To reduce the distortion of companies’ public information and market data, investors have been given at least 10 business days to disclose their substantial interests in listed firms.
The Nigerian Exchange (NGX) Limited issued this ultimatum, emphasizing that sudden announcements of previously undisclosed interests violate its rules and other market laws.
The bourse said in a statement that it was aware of an upcoming trend among investors and that the disclosure obligations are provided under the exchange’s rules, the Companies and Allied Matters Act (CAMA), 2020, and the Securities and Exchange Commission (SEC), 2013.
In particular, Rule 17.13: Disclosure of Changes in Beneficial Ownership of Shares, Rulebook of the Exchange, 2015 (Issuers’ Rules) requires every issuer to notify NGX immediately of any transaction that increases beneficial ownership in the company’s shares to 5% or more, no later than ten business days after such transaction.
“We also wish to reiterate the provisions of Rule 2.2 of NGX’s Rules Governing Free Float Requirements, which provides as follows: Each Issuer shall incorporate in its half-year financial statement filed with the exchange its shareholding pattern and also indicate whether or not its free float complies with the Exchange’s free float requirements for the Board on which it is listed.
“In making the requisite disclosures to the Exchange, listed companies are required to state in detail the different categories of owners of their shares, including directors, substantial shareholders, influential shareholders and other Insiders, indicating whether the holding is direct or indirect. This disclosure is also required during the annual report filings of all listed companies,” the statement clarified.
It added that the substantial shareholders and high-net-worth investors must be vigilant by monitoring their holdings, especially where their shares are held in different accounts and make honest disclosures in that regard.

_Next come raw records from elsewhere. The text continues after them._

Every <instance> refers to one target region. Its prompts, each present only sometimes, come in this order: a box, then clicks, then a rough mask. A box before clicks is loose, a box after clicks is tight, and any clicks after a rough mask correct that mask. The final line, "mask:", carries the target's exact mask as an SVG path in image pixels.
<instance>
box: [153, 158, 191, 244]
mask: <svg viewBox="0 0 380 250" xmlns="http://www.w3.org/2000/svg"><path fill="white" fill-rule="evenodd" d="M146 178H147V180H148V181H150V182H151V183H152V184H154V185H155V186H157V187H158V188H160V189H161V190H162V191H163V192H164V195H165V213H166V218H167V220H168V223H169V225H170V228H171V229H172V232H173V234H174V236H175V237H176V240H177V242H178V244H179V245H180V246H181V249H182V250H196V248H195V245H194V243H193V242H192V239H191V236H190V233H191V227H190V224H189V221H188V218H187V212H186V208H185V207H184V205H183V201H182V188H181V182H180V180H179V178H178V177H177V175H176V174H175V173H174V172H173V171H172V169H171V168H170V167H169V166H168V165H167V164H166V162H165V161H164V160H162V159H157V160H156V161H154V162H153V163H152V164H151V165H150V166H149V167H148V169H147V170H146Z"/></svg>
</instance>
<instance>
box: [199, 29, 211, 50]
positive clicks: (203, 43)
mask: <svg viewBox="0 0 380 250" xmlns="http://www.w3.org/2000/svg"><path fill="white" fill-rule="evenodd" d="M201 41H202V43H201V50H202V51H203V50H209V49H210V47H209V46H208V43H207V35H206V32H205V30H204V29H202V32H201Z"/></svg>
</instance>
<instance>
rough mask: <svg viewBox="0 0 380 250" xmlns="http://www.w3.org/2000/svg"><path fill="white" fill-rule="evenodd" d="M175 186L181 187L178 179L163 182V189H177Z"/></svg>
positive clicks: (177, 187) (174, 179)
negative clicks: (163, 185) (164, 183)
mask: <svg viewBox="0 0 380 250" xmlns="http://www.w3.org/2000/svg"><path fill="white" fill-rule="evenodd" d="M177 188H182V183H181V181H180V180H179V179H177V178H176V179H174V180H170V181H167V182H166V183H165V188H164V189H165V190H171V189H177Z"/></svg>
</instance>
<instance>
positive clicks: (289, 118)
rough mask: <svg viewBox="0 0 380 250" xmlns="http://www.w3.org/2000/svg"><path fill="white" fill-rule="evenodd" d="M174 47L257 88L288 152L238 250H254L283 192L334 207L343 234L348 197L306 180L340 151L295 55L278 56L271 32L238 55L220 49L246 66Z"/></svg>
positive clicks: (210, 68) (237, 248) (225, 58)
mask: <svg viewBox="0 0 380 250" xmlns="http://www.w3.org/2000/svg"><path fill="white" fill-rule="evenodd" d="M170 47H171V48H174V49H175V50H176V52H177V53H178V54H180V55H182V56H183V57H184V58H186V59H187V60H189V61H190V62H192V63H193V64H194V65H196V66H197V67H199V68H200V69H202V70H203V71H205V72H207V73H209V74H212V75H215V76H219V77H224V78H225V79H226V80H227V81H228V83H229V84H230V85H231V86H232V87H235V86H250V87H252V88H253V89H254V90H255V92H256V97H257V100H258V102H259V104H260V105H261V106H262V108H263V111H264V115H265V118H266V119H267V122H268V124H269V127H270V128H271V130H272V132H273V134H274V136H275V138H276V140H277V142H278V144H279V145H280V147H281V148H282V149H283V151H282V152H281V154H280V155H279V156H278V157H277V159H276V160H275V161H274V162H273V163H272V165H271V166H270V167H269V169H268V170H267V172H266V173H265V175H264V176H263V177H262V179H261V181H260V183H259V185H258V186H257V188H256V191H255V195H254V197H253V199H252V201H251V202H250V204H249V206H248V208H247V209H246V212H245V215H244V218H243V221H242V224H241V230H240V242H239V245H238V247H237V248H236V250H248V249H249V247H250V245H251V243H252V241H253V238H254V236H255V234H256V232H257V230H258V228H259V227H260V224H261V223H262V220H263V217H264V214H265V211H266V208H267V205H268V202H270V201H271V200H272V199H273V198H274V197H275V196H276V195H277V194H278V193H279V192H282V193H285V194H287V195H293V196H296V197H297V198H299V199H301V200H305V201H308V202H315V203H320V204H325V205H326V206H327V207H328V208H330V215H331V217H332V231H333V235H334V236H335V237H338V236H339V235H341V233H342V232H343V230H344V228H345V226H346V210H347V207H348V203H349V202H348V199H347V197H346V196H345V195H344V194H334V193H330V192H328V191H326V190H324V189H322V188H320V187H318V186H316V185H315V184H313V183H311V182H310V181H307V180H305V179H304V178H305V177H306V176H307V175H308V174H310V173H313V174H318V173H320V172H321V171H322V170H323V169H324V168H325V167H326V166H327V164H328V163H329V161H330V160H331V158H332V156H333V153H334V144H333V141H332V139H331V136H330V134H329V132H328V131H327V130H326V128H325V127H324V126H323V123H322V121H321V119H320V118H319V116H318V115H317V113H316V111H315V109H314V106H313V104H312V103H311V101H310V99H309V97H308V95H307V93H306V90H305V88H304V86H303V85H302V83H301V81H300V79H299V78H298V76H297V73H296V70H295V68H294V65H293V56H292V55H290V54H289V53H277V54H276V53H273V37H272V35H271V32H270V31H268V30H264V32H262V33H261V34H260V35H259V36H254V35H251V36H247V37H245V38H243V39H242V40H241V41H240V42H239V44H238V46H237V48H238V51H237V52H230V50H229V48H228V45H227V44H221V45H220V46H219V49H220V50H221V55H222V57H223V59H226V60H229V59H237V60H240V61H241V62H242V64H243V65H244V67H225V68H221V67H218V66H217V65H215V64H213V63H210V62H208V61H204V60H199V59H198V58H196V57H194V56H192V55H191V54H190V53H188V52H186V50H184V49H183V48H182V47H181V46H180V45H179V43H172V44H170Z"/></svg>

According to NGX, this is to avoid breaching the disclosure obligations where the five percent reporting threshold is reached, creating the risk of compliance failure.
“An investor who chooses to consolidate his/her holdings must comply with the aforementioned disclosure requirements immediately his/her combined holdings in an Issuer the five (5) per cent threshold,” it stated.
Given the foregoing, the Exchange wishes to highlight options available to investors in the Nigerian capital market desirous of consolidating their holdings in an orderly and compliant manner.
These options include the NGX Nominal Transfer Window, CSCS consolidation of accounts with different permutations of investor names, and SEC-approved forbearance window on multiple applications.
NGX thereafter said upon receiving appropriate guidance in that regard, investors may adopt any of the above options to consolidate their holdings to ensure compliance with the relevant laws, rules and regulations.